Queda así explicado por qué la molinera, es decir, Arina, me interesaba tanto.

—¿Hace mucho tiempo que te casaste con el molinero?

—Dos años.

—¿Tu amo te lo permitió, al fin?

—Me rescataron.

—¿Quién?

—Saveli Alexevich.

—¿Quién es?

—Mi marido.

—Tal vez mi amo os habló de mí.

No sabía qué responderle, cuando laa fuerte voz del molinero gritó: "¡Arina! ¡Arina!" Ella corrió.

—Y su marido, ¿es bueno con ella? —pregunté a Jermolai.

—Bastante bueno. —¿Tienen hijos?

—Tuvieron uno, que se murió.

—Debió de gustarle mucho, pues, al molinero, para que se decidiese a rescatarla.

—No sé; lo cierto es que ella sabe leer y escribir, lo cual es muy útil en su oficio.

—¿Hace tiempo que la conoces?

—Sí, yo vendía caza a sus amos, cuando vivía el lacayo Petrucka... ¡Qué triste, esta pobre mujer no tiene salud!

Después de un silencio, Jermolai prosiguió: —¡Qué buena "tiaga" habrá de aquí a cinco o seis horas! Nos convendría dormir algo.

Una bandada de patos silvestres pasó cerca de nosotros, y los oímos caer sobre el río a treinta pasos del molino.

La noche era oscura y fría.

En el bosque el ruiseñor desgranaba el tesoro maravilloso de sus melodías.

Nos arropamos con el heno, y al rato estábamos en un sueño profundo.

II BIROUK

Regresaba de cazar, solo, en drochka. Para llegar a mi casa faltaban aún ocho verstas. Mi buena yegua recorría con paso igual y rápido el camino polvoriento, aguzaba las orejas y de vez en cuando soltaba un relincho enseguida sofocado.

Mi perro nos seguía a medio paso de las ruedas traseras. En el aire se olía la tormenta.

Lentamente, frente a mí, se levantaba una nube violácea, por encima del bosque; vapores grises corrían a mi encuentro, las hojas de los sauces se removían susurrantes.

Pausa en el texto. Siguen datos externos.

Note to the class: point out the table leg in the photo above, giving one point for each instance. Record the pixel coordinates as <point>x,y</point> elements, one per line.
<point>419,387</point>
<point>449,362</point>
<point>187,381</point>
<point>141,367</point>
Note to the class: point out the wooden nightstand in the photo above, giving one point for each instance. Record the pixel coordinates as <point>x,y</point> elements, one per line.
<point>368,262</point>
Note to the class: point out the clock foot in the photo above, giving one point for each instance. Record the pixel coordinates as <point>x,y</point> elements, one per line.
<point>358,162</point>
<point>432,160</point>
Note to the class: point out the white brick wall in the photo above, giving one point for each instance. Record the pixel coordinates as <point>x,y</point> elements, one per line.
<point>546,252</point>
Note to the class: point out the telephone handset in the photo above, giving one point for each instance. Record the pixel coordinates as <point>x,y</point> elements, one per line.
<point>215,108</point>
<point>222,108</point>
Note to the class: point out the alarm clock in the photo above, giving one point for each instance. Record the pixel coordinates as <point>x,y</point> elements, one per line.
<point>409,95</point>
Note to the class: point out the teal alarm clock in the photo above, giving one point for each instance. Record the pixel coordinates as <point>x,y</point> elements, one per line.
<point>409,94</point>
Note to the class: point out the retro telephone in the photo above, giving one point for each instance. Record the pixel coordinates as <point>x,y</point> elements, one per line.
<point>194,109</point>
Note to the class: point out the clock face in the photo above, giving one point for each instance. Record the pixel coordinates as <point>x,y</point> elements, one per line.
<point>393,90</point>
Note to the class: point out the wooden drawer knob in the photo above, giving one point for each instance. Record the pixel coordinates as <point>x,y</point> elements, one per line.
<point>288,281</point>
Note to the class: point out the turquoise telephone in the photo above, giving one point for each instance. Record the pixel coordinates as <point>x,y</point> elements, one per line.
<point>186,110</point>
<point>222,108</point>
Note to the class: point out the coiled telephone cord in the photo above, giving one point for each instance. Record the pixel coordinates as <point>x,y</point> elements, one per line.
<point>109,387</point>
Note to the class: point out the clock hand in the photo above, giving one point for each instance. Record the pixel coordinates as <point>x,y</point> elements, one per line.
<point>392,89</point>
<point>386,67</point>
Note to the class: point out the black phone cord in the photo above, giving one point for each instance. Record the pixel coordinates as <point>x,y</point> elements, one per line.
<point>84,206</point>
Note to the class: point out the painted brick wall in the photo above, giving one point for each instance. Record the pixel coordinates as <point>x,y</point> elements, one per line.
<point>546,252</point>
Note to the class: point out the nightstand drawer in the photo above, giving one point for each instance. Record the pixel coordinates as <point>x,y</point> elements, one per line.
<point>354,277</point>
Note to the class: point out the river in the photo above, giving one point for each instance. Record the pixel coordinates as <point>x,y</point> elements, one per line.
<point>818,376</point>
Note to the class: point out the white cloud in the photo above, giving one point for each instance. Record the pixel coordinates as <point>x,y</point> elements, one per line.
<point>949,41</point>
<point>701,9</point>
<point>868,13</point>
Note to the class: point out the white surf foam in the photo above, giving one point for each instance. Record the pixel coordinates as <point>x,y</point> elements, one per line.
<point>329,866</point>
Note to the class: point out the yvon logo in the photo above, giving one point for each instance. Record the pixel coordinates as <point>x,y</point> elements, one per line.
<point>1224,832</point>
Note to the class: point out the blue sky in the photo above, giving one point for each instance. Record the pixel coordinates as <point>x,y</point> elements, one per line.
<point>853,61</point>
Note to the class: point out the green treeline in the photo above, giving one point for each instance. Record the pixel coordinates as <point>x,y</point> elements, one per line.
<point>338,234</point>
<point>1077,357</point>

El calor, hasta entonces sofocante, dejó paso a una frescura húmeda, penetrante.

Espoleé a la yegua, descendí al barranco, atravesé el lecho desecado, cubierto de espinos, y al cabo de algunos minutos me interné en el bosque.

El camino serpenteaba entre masas de nogales y avellanos; reinaba profunda oscuridad, y yo avanzaba al azar.

Mi pequeño vehículo chocaba contra las raíces nudosas de tilos y encinas centenarias, o bien se hundía en las huellas dejadas por otros carros.

La yegua empezó a sentir miedo.

Un viento impetuoso vino a penetrar en el bosque, ruidosamente, y sobre las hojas caían gruesas gotas de agua. Un relámpago cruzó el firmamento y le siguió el estampido de un trueno.

La lluvia se convirtió en un verdadero torrente, que me obligó a reducir la marcha; mi yegua se embarraba; yo no veía a dos pasos de mí.

Me guarecí en el follaje.

Acurrucado, tapada la cara, me armé de paciencia para aguardar el fin de la tormenta.

Al resplandor de un relámpago, distinguí a un hombre en el camino. Venía hacia donde yo me hallaba.

—¿Quién eres? —me preguntó con voz atronadora.

—¿Y tú?

—Soy el guardabosque.

Y cuando me hube identificado: —¡Ah!, ya sé, ibas a tu casa —dijo.

—¿Oyes la tormenta?

—Es tremenda —respondió la voz.

En ese momento, el destello de un relámpago iluminó a mi interlocutor, y pude verlo claramente. Al repentino resplandor siguió un trueno y arreció la lluvia.

—Hay para rato —dijo el guardabosque.

—¿Qué se puede hacer?

—¿Quieres que te lleve a mi isba?

—Con mucho gusto.

—Sube, pues, a tu drochka.

El guardabosque tomó mi yegua por la brida y sacó el vehículo de la huella pantanosa donde nos habíamos detenido.

Me agarré al almohadón del vehículo, que se balanceaba como un barco en un mar tempestuoso.

La yegua resbalaba y a cada momento estaba a punto de caer... La espoleaba Birouk pegándole con el látigo, ya a la derecha, ya a la izquierda.

Avanzaba en la sombra, como un espectro, y una vez atravesado el bosque nos detuvo junto a su choza.

—Es aquí, mi amo.

Miré. A la luz de los relámpagos alcancé a ver una pequeña isba en medio de un recinto de césped.

Después de atar el animal a la reja, el guardabosque fue a llamar a la puerta. Por una de las estrechas ventanas se filtraba un débil hilo de luz.

—¡Ya! —gritó una voz infantil, apenas hubo llamado el hombre.